During Murray’s time with his training unit, he’s been allowed to wear his deployment patches and Ranger Tab. After he graduates, he’ll be working to pin on the EOD badge, too. Murray will attend eight weeks of advanced training at Fort Lee, in Virginia, before heading back to his home state for 28 weeks of EOD training at Eglin Air Force Base on the Florida panhandle.
“I want to serve my state. I didn’t just want to sit back and be an observer during state emergencies,” Murray said in the release. “My unit said the only way I could join is I had to go enlisted, but that’s the job I wanted, the job of a team leader.”
Others who have been out of the service for more than two years were also in Murray’s training class, though he was the oldest. Another member of Murray’s company, Sgt. Eric Le, is a 34-year-old prior service Marine.

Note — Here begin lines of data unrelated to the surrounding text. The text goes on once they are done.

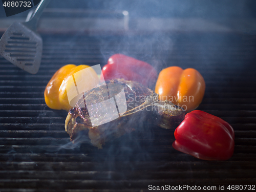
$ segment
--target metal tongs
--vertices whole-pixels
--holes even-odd
[[[15,22],[0,39],[0,54],[15,66],[35,74],[41,63],[42,40],[37,22],[51,0],[41,0],[27,22]]]

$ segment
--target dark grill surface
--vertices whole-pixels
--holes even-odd
[[[36,75],[0,57],[0,191],[142,192],[148,185],[216,186],[215,191],[225,185],[230,191],[228,185],[256,184],[255,36],[42,37]],[[206,84],[198,109],[232,125],[232,158],[207,161],[183,154],[172,146],[174,131],[150,125],[109,142],[101,150],[71,143],[64,128],[67,113],[45,102],[48,81],[65,65],[102,67],[117,53],[148,62],[158,72],[170,66],[197,69]]]

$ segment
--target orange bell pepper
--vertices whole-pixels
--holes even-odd
[[[55,110],[65,110],[68,111],[71,109],[72,106],[69,104],[66,90],[67,86],[69,86],[68,80],[70,78],[73,78],[73,74],[89,67],[84,65],[76,66],[69,64],[57,71],[47,84],[45,91],[45,100],[47,105]],[[98,79],[99,81],[96,73],[93,69],[91,70],[91,75],[94,77],[94,79]],[[82,78],[82,77],[80,77]]]
[[[205,90],[205,82],[198,71],[173,66],[160,72],[155,91],[160,100],[167,100],[189,112],[201,103]]]

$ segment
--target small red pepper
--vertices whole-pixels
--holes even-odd
[[[109,59],[102,69],[100,80],[123,78],[140,82],[145,86],[153,87],[157,78],[157,72],[150,64],[133,57],[116,54]]]
[[[174,136],[174,148],[199,159],[225,160],[233,155],[234,134],[231,125],[202,111],[187,113]]]

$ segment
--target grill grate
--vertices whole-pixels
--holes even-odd
[[[145,191],[148,185],[219,189],[223,184],[255,184],[255,37],[45,35],[42,62],[35,75],[0,57],[0,191]],[[67,112],[45,104],[47,82],[65,65],[102,67],[116,53],[159,71],[173,65],[198,70],[206,84],[198,109],[231,124],[233,157],[225,161],[197,159],[172,147],[173,131],[146,125],[108,142],[102,150],[70,143],[64,129]]]

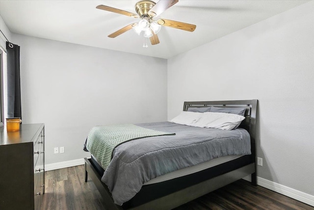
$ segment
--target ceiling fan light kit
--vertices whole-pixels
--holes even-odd
[[[151,0],[141,0],[135,5],[137,15],[104,5],[99,5],[96,8],[141,19],[138,23],[131,24],[111,33],[108,36],[109,37],[115,38],[132,29],[138,35],[144,31],[144,42],[145,38],[149,38],[152,45],[155,45],[159,43],[157,33],[160,30],[162,26],[190,32],[195,30],[196,26],[192,24],[163,19],[159,19],[157,21],[153,20],[153,18],[159,15],[178,1],[179,0],[162,0],[156,3]],[[147,46],[146,45],[145,47]]]

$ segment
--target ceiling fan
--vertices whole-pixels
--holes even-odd
[[[123,27],[109,35],[108,37],[115,38],[133,29],[138,35],[144,31],[144,37],[149,38],[152,45],[155,45],[159,43],[157,33],[162,26],[190,32],[195,30],[196,26],[195,25],[163,18],[154,19],[178,1],[179,0],[161,0],[155,3],[151,0],[141,0],[135,5],[137,14],[104,5],[99,5],[96,8],[140,19],[138,23],[132,23]]]

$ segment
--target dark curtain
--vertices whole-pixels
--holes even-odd
[[[6,42],[8,117],[22,119],[20,46]]]

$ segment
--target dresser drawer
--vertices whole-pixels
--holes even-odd
[[[40,155],[40,152],[38,150],[34,150],[34,168],[36,167],[37,164],[37,161],[38,161],[38,159],[39,156]],[[39,160],[40,161],[40,160]]]
[[[38,178],[40,177],[40,173],[37,173],[38,175]],[[35,178],[34,178],[35,179]],[[34,210],[40,209],[40,202],[41,197],[42,196],[42,192],[40,191],[40,181],[39,178],[37,179],[38,181],[37,184],[34,183],[34,186],[36,185],[36,187],[34,190]]]

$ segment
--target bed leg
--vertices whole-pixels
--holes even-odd
[[[251,175],[251,180],[252,185],[257,186],[257,176],[256,173],[253,173]]]
[[[85,182],[87,182],[87,171],[86,170],[86,163],[85,163]]]

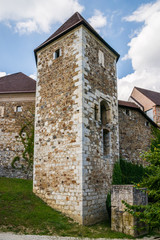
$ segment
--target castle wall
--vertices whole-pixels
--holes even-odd
[[[132,97],[137,102],[140,103],[144,107],[144,111],[147,111],[155,105],[154,102],[152,102],[149,98],[147,98],[145,95],[143,95],[140,91],[138,91],[136,88],[133,89],[133,92],[131,94],[131,97],[129,98],[129,101],[133,101]]]
[[[119,106],[120,156],[132,163],[142,163],[140,154],[150,148],[152,125],[137,110]]]
[[[17,106],[22,108],[17,112]],[[11,162],[15,156],[22,156],[23,144],[18,138],[26,119],[33,119],[35,108],[34,94],[0,95],[0,176],[26,178],[22,169],[13,169]],[[32,114],[31,114],[32,113]],[[26,165],[25,161],[21,163]],[[17,164],[16,164],[17,165]],[[21,164],[17,165],[18,168]],[[32,172],[30,173],[32,177]]]
[[[153,121],[160,127],[160,106],[153,107]]]
[[[33,191],[82,223],[82,29],[37,55]]]
[[[103,53],[102,62],[99,53]],[[83,223],[93,224],[107,217],[107,192],[119,154],[117,78],[115,56],[85,28],[83,61]],[[107,124],[101,119],[102,101],[109,108]],[[109,135],[108,154],[104,153],[104,131]]]
[[[76,221],[93,224],[107,217],[119,153],[116,57],[81,26],[39,50],[37,58],[33,191]],[[107,125],[101,120],[102,101],[109,106]],[[109,132],[107,156],[104,131]]]

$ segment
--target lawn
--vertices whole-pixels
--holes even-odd
[[[90,238],[131,238],[109,223],[81,226],[47,206],[32,193],[32,181],[0,178],[0,230],[24,234]]]

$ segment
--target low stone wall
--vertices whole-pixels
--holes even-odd
[[[122,200],[130,205],[147,205],[147,194],[133,185],[113,185],[111,192],[111,229],[137,237],[147,233],[147,227],[137,221],[130,213],[125,212]]]
[[[0,166],[0,177],[33,179],[33,169],[27,174],[24,169]]]

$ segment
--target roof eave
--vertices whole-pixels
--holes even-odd
[[[136,107],[131,107],[131,106],[125,106],[125,105],[120,105],[120,104],[118,104],[118,106],[120,106],[120,107],[127,107],[127,108],[131,108],[131,109],[134,109],[134,110],[137,110],[137,111],[139,111],[154,127],[156,127],[156,128],[160,128],[154,121],[152,121],[152,119],[151,118],[149,118],[148,116],[147,116],[147,114],[145,114],[140,108],[136,108]]]
[[[70,27],[69,29],[65,30],[64,32],[62,32],[61,34],[58,34],[56,37],[54,37],[53,39],[49,40],[48,42],[44,43],[42,46],[40,45],[39,47],[37,47],[34,50],[34,55],[35,55],[35,59],[36,59],[36,64],[37,64],[37,52],[39,50],[41,50],[42,48],[46,47],[48,44],[56,41],[58,38],[62,37],[64,34],[72,31],[74,28],[80,26],[80,25],[84,25],[89,31],[91,31],[101,42],[103,42],[103,44],[109,48],[109,50],[114,53],[114,55],[116,55],[117,59],[116,61],[118,61],[120,55],[119,53],[117,53],[93,28],[89,27],[89,25],[85,22],[85,21],[80,21],[79,23],[76,23],[75,25],[73,25],[72,27]]]

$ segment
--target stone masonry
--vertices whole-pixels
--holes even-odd
[[[82,24],[36,56],[33,191],[79,223],[93,224],[107,216],[119,154],[117,55]]]
[[[16,111],[17,106],[21,106],[21,112]],[[34,114],[34,95],[3,94],[0,97],[0,107],[3,109],[0,116],[0,176],[26,178],[26,172],[13,169],[11,162],[15,156],[22,156],[23,144],[18,141],[18,136],[24,121],[33,118],[31,113]],[[24,161],[21,163],[25,165]]]
[[[132,163],[145,164],[140,155],[149,150],[152,127],[156,125],[138,108],[119,105],[118,110],[120,156]]]
[[[130,205],[147,205],[148,196],[144,189],[133,185],[113,185],[111,191],[111,229],[137,237],[147,233],[147,226],[142,225],[135,217],[125,211],[124,200]]]

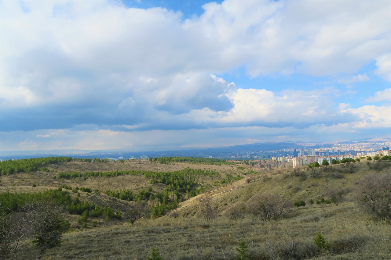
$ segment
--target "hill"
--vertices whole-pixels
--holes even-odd
[[[61,171],[84,173],[91,171],[136,169],[172,172],[187,167],[219,173],[217,177],[199,176],[197,183],[200,185],[206,187],[209,184],[213,186],[206,193],[187,198],[185,193],[181,192],[184,200],[179,202],[178,207],[168,211],[163,217],[148,218],[145,215],[134,225],[126,221],[125,215],[127,209],[137,205],[135,201],[110,197],[103,192],[80,192],[78,198],[81,200],[119,209],[124,217],[108,222],[100,217],[89,219],[88,227],[82,230],[74,228],[65,233],[62,244],[48,249],[43,255],[32,250],[33,245],[26,241],[23,248],[31,251],[28,251],[28,255],[26,251],[22,251],[19,259],[145,259],[151,256],[153,246],[166,259],[236,259],[239,242],[244,241],[248,246],[250,259],[389,259],[389,220],[378,219],[366,213],[358,207],[356,197],[361,180],[371,175],[380,176],[388,173],[391,166],[386,161],[364,160],[316,169],[267,173],[250,166],[246,166],[244,170],[244,166],[235,165],[163,165],[147,160],[138,163],[89,164],[75,162],[48,166],[49,171],[57,171],[54,173],[40,171],[2,176],[4,186],[1,189],[28,192],[66,184],[98,188],[102,191],[108,187],[113,189],[112,187],[132,188],[135,192],[150,187],[154,192],[158,192],[166,189],[167,185],[158,182],[151,184],[151,179],[142,175],[65,179],[63,184],[61,179],[52,177]],[[226,178],[230,173],[244,178],[228,183],[216,182]],[[203,184],[201,183],[202,181]],[[32,182],[47,186],[32,187]],[[12,186],[14,183],[18,185]],[[333,203],[311,204],[311,200],[330,199],[332,190],[344,192],[343,200],[337,205]],[[70,193],[76,196],[76,193]],[[259,196],[269,194],[279,196],[290,203],[303,201],[305,205],[289,207],[276,219],[260,217],[253,210],[256,207],[253,203]],[[215,218],[204,217],[202,212],[205,201],[210,202]],[[91,227],[93,221],[98,223],[96,228]],[[72,223],[77,224],[75,219]],[[330,243],[330,248],[322,249],[314,243],[314,238],[319,232]]]

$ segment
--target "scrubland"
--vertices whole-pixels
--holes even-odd
[[[391,221],[363,210],[358,202],[361,180],[370,175],[389,174],[391,166],[387,162],[367,163],[362,160],[316,169],[267,173],[251,167],[253,171],[249,173],[248,168],[238,169],[236,165],[167,165],[145,161],[64,163],[48,167],[58,173],[129,169],[163,172],[187,167],[213,169],[221,173],[220,177],[213,180],[206,176],[199,180],[213,186],[206,193],[211,198],[213,217],[208,219],[201,213],[204,207],[200,202],[201,194],[181,202],[179,207],[167,211],[162,217],[144,215],[134,224],[125,217],[108,221],[91,218],[88,221],[88,227],[71,228],[63,235],[60,246],[48,249],[43,255],[35,249],[34,245],[25,241],[18,259],[145,259],[151,256],[153,247],[165,259],[234,259],[238,256],[239,242],[244,241],[248,245],[249,259],[391,259]],[[216,184],[216,180],[230,173],[244,178]],[[143,176],[61,180],[53,179],[56,174],[40,171],[2,176],[0,191],[32,192],[66,184],[93,191],[121,188],[137,191],[150,187],[155,192],[167,187],[159,183],[150,184],[150,180]],[[34,182],[39,185],[31,187]],[[329,200],[331,190],[344,191],[337,205],[315,202],[322,198]],[[115,210],[119,209],[124,216],[127,210],[136,203],[102,193],[80,193],[80,200],[111,205]],[[291,206],[300,201],[305,201],[305,205],[289,207],[275,219],[265,219],[251,210],[255,207],[256,196],[265,194],[278,196]],[[311,200],[313,204],[310,204]],[[242,209],[239,217],[231,217],[231,210],[235,207]],[[75,226],[77,217],[68,216]],[[97,223],[96,227],[91,226],[93,221]],[[320,248],[314,242],[314,237],[319,232],[330,245],[327,248]]]

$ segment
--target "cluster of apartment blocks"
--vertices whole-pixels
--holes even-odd
[[[313,151],[310,151],[310,150],[313,150]],[[350,159],[355,158],[355,156],[352,154],[339,154],[339,155],[328,155],[325,156],[312,155],[313,152],[314,154],[315,153],[315,149],[308,149],[308,155],[301,156],[300,154],[301,153],[299,152],[298,153],[298,155],[299,155],[298,156],[293,157],[289,156],[279,157],[278,158],[278,160],[279,162],[287,162],[288,164],[291,164],[293,166],[293,168],[294,168],[297,166],[308,165],[308,164],[314,163],[316,162],[317,162],[319,164],[321,164],[322,162],[323,162],[324,160],[325,160],[328,162],[329,164],[331,164],[331,162],[333,160],[340,161],[344,158]],[[334,150],[332,151],[332,152],[333,153],[334,153]],[[379,151],[377,152],[371,153],[371,154],[357,154],[357,156],[362,155],[373,156],[376,155],[380,155],[383,156],[389,155],[391,154],[391,150]],[[373,154],[372,154],[372,153]],[[309,155],[310,154],[311,155]],[[295,154],[295,155],[296,155]]]

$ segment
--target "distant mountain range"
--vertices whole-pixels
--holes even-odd
[[[366,138],[357,140],[338,142],[340,144],[353,144],[364,142],[368,143],[384,142],[391,141],[391,139],[384,138]],[[241,144],[225,147],[195,148],[189,148],[176,150],[158,151],[129,151],[121,150],[91,151],[77,149],[54,150],[36,151],[0,151],[0,159],[22,158],[46,156],[71,156],[86,158],[135,157],[140,155],[147,157],[161,156],[187,156],[206,157],[207,156],[230,156],[238,154],[259,153],[261,151],[273,151],[287,149],[321,148],[332,146],[335,143],[330,142],[286,141],[259,142],[249,144]]]

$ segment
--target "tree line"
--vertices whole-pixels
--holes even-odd
[[[149,161],[157,162],[162,164],[169,164],[172,162],[185,162],[186,163],[212,164],[235,164],[236,163],[227,162],[225,160],[213,159],[197,157],[160,157],[150,158]]]

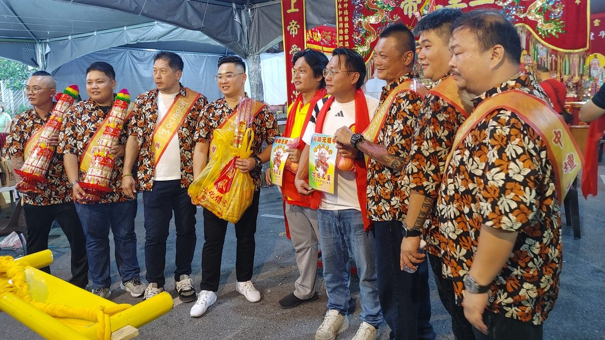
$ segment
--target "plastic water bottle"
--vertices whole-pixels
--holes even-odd
[[[420,240],[420,248],[418,248],[418,252],[419,252],[420,254],[424,254],[424,248],[425,246],[427,246],[427,242],[425,241],[424,240]],[[424,260],[426,261],[427,259],[425,258]],[[417,265],[416,265],[416,267],[417,268],[417,266],[419,265],[420,265],[420,263],[418,263]],[[416,269],[413,269],[410,268],[410,267],[407,266],[407,265],[404,265],[404,271],[405,272],[408,272],[408,273],[410,273],[410,274],[415,273],[416,271]]]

“Having each other to rely on helps us get through it,” Le said in the release. “With every graduation requirement, like the range or physical training, we get after each one of us to see who can do it better. It’s a great motivator.”
In mid-January, Army Times also reported on a 59-year-old former soldier and Afghanistan veteran who would be returning to Fort Jackson in June after a 10-year break in military service.
Even that soldier is not the oldest to attend basic combat training. Army Recruiting Command said that a 68-year-old had shipped to basic training in 1999.
Bringing recruits in through basic training has been a challenge for the Army as it adjusts to the ongoing coronavirus pandemic. The service paused bringing in new recruits on April 6 and resumed shipments two weeks later. Fort Jackson also suffered an outbreak of more than 50 coronavirus cases within one training battalion last month.
Since then, Army officials said the post has been given four testing devices that can run approximately 750 tests locally each day.